Очень хотелось есть.
ГЛАВА 17
ИЗГНАНИЕ
Я с трудом выношу своих родственников. Полагаю, это оттого, что мы в принципе терпеть не можем людей с точно такими же недостатками, как у нас самих.
Оскар Уайльд. Портрет Дориана Грея
Идиот в глазах бога и идиот в глазах людей это не одно и то же.
Оскар Уайльд. De Profundis30 ноября 2004. Дарэл Даханавар
В одиннадцать часов вечера я стоял перед Советом Старейшин.

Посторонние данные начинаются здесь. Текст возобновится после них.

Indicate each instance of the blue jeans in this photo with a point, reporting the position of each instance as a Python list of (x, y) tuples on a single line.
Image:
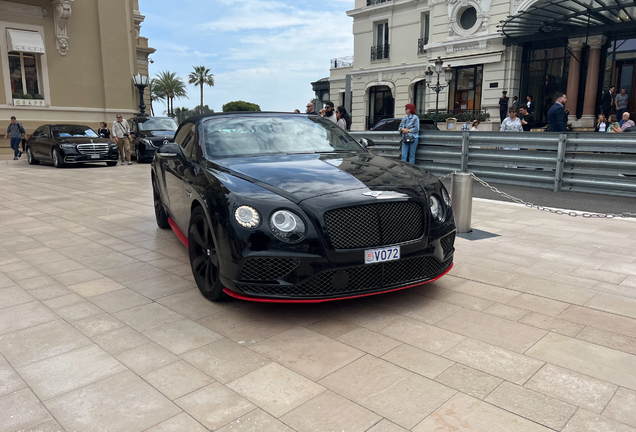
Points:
[(408, 150), (15, 145)]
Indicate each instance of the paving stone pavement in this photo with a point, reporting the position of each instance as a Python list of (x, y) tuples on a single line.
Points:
[(103, 329)]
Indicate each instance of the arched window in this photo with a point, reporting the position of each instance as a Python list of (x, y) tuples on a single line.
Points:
[(419, 97), (381, 105)]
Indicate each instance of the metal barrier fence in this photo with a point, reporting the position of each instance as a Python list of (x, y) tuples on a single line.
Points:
[(581, 162)]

В большом зале горело всего несколько багровых свечей, и в этом погребальном свете фигуры моих судей казались темными безликими призраками. Бесплотными, бесчувственными. Я смотрел поверх их голов на огромную картину, висящую над камином, – белые тела, сплетенные в странном танце над сумеречной бездной.
– Зачем тебе это было нужно, Дарэл? – тихо спросила Фелиция.
Я оторвал взгляд от картины и посмотрел на нее, пытаясь почувствовать ее всю, до конца. Но там был только холод. Как будто я натолкнулся на темное ледяное зеркало и увидел искаженное отражение своего собственного взгляда.
– Объясни, чего ты добивался?! – крикнула Констанс, раздраженная моим молчанием.
Надо же, такая молодая и уже имеет право голоса! Не знал, что ты «выросла» так быстро.
– Тебе этого не понять, Констанс. Никому из вас не понять. Вы слишком давно не люди.
Несколько мгновений они смотрели на меня. Констанс, дрожа от гнева, Фелиция – отрешенно, Стэфания – печально. Она же заговорила первой:
– Мы не люди, Дарэл. Но ты тоже не человек.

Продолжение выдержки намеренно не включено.